Antibodies Were Turned into Highly Tuned Nanobodies by New Technology
Antibodies, one of the most useful tools in biology and medicine, play an important role in recognizing and homing in on molecular targets. Nanobodies, the tiny cousins of antibodies, can do the same work. And because of their simplicity, Nanobodies are comparatively easier to produce. Unluckily, both of their promise have not been comprehensively utilized, for the scientist lack an efficient way to identify the nanobodies most closely tuned to their targets. If this come true, it would save a lot of time and money. So, scientists have been racing to figure out a better way.
A recent study seems to give new hope to it. Scientists in this study found a new system that, according to them, can make nanobodies dramatically more accessible for all kinds of researches. In their first studies, this scientific team generated high-affinity antibodies and directed against two fluorescent proteins that biologists often used as markers to visualize activity within cells: GEP and mCherry.

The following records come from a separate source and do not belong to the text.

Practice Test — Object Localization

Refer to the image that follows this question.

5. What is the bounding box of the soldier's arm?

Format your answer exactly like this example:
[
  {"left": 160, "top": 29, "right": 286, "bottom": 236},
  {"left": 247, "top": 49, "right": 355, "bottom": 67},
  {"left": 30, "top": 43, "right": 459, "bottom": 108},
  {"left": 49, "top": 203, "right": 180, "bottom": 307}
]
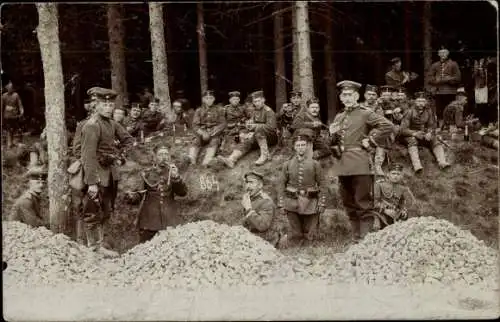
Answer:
[
  {"left": 81, "top": 121, "right": 100, "bottom": 185},
  {"left": 247, "top": 198, "right": 276, "bottom": 232}
]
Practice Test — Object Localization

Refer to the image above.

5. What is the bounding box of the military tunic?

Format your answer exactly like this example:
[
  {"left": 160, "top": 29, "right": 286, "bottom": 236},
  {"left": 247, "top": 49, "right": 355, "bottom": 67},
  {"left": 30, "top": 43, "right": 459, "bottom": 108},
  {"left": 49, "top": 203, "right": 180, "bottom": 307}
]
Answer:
[
  {"left": 137, "top": 166, "right": 187, "bottom": 242},
  {"left": 9, "top": 191, "right": 48, "bottom": 227},
  {"left": 243, "top": 191, "right": 280, "bottom": 246},
  {"left": 193, "top": 105, "right": 226, "bottom": 148}
]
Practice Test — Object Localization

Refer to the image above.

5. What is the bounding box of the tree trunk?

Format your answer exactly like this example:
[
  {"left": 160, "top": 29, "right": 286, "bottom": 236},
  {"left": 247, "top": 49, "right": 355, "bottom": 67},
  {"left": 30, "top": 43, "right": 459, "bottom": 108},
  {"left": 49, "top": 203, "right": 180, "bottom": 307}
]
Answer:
[
  {"left": 196, "top": 2, "right": 208, "bottom": 95},
  {"left": 108, "top": 4, "right": 128, "bottom": 106},
  {"left": 291, "top": 2, "right": 300, "bottom": 91},
  {"left": 274, "top": 2, "right": 286, "bottom": 112},
  {"left": 149, "top": 2, "right": 171, "bottom": 115},
  {"left": 295, "top": 1, "right": 314, "bottom": 101},
  {"left": 324, "top": 8, "right": 337, "bottom": 123},
  {"left": 36, "top": 3, "right": 70, "bottom": 233},
  {"left": 422, "top": 1, "right": 432, "bottom": 87}
]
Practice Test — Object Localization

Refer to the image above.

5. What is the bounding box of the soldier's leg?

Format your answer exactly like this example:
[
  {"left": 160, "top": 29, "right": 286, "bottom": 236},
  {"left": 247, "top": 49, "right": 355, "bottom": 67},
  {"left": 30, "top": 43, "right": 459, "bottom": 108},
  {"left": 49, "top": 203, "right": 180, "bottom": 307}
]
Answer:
[{"left": 201, "top": 135, "right": 221, "bottom": 166}]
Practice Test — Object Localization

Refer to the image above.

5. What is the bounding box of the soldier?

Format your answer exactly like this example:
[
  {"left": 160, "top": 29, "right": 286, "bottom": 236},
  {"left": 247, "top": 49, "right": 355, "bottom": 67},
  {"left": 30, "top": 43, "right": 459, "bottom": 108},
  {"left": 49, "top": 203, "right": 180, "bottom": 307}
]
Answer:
[
  {"left": 374, "top": 163, "right": 415, "bottom": 230},
  {"left": 330, "top": 81, "right": 393, "bottom": 240},
  {"left": 128, "top": 146, "right": 187, "bottom": 243},
  {"left": 189, "top": 90, "right": 226, "bottom": 166},
  {"left": 428, "top": 47, "right": 462, "bottom": 128},
  {"left": 292, "top": 97, "right": 332, "bottom": 160},
  {"left": 241, "top": 171, "right": 280, "bottom": 247},
  {"left": 219, "top": 91, "right": 278, "bottom": 168},
  {"left": 276, "top": 91, "right": 302, "bottom": 138},
  {"left": 81, "top": 88, "right": 134, "bottom": 255},
  {"left": 224, "top": 91, "right": 245, "bottom": 143},
  {"left": 123, "top": 103, "right": 144, "bottom": 138},
  {"left": 9, "top": 167, "right": 49, "bottom": 227},
  {"left": 2, "top": 81, "right": 24, "bottom": 149},
  {"left": 400, "top": 92, "right": 450, "bottom": 173},
  {"left": 278, "top": 129, "right": 327, "bottom": 246},
  {"left": 443, "top": 87, "right": 467, "bottom": 133},
  {"left": 360, "top": 85, "right": 379, "bottom": 112}
]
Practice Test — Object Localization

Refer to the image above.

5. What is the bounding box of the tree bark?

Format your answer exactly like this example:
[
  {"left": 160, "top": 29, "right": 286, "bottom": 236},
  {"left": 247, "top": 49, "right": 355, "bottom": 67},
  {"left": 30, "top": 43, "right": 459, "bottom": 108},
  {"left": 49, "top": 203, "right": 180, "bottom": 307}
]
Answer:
[
  {"left": 324, "top": 8, "right": 337, "bottom": 123},
  {"left": 295, "top": 1, "right": 314, "bottom": 101},
  {"left": 422, "top": 1, "right": 432, "bottom": 87},
  {"left": 149, "top": 2, "right": 172, "bottom": 115},
  {"left": 274, "top": 2, "right": 286, "bottom": 112},
  {"left": 291, "top": 2, "right": 300, "bottom": 91},
  {"left": 36, "top": 3, "right": 70, "bottom": 233},
  {"left": 108, "top": 4, "right": 128, "bottom": 106},
  {"left": 196, "top": 2, "right": 208, "bottom": 95}
]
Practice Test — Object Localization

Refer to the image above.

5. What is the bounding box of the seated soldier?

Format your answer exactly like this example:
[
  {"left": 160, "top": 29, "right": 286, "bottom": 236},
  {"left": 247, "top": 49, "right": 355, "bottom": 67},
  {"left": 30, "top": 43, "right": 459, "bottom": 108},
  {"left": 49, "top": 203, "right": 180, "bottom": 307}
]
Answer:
[
  {"left": 443, "top": 87, "right": 467, "bottom": 133},
  {"left": 373, "top": 163, "right": 415, "bottom": 230},
  {"left": 224, "top": 91, "right": 245, "bottom": 143},
  {"left": 219, "top": 91, "right": 278, "bottom": 168},
  {"left": 9, "top": 167, "right": 49, "bottom": 227},
  {"left": 292, "top": 98, "right": 332, "bottom": 160},
  {"left": 127, "top": 146, "right": 187, "bottom": 243},
  {"left": 241, "top": 171, "right": 280, "bottom": 247},
  {"left": 189, "top": 90, "right": 226, "bottom": 166},
  {"left": 400, "top": 92, "right": 450, "bottom": 173},
  {"left": 278, "top": 129, "right": 327, "bottom": 246},
  {"left": 123, "top": 103, "right": 144, "bottom": 138}
]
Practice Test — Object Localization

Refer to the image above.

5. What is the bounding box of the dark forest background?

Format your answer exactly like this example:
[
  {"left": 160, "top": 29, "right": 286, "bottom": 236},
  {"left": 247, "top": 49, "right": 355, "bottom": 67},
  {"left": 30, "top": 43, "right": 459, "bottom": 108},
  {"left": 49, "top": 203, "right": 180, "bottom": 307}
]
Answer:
[{"left": 1, "top": 1, "right": 497, "bottom": 128}]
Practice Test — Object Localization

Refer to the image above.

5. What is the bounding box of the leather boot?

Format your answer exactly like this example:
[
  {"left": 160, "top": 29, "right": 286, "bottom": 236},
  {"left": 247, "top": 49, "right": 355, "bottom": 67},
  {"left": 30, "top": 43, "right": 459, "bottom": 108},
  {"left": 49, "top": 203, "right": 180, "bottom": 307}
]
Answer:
[
  {"left": 189, "top": 146, "right": 200, "bottom": 165},
  {"left": 217, "top": 150, "right": 243, "bottom": 169},
  {"left": 255, "top": 138, "right": 269, "bottom": 165},
  {"left": 374, "top": 147, "right": 385, "bottom": 177},
  {"left": 408, "top": 146, "right": 423, "bottom": 173},
  {"left": 432, "top": 145, "right": 450, "bottom": 170},
  {"left": 201, "top": 146, "right": 217, "bottom": 166}
]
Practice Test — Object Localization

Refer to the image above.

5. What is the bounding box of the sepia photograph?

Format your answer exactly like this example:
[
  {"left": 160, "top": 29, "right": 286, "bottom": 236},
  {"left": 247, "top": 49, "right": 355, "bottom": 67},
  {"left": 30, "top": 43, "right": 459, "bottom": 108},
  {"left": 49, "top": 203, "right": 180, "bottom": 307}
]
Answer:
[{"left": 0, "top": 0, "right": 500, "bottom": 321}]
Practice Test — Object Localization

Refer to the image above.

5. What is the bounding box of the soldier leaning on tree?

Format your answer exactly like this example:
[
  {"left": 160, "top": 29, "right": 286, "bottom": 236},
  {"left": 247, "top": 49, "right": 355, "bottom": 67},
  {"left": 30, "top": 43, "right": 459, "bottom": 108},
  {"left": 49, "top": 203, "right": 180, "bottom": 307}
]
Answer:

Their new system was first applied into an animal--llamas. Then, by using a technique called mass spectrometry, they determined partial sequences of the amino acids that made up the protein of the nanobodies.
As a result, their procedure generated 25 types of nanobodies that are capable of precisely targeting GFP and six for mCherry. This is a far more diverse set of high affinity nanobodies than that with conventional techniques.
This abundance gives scientists more options. They can choose the best ones. “given that we can now readily identify suites of high affinity nanobodies, the future for them as research tools, diagnostics and therapeutics looks bright.” said one of the scientists in the team.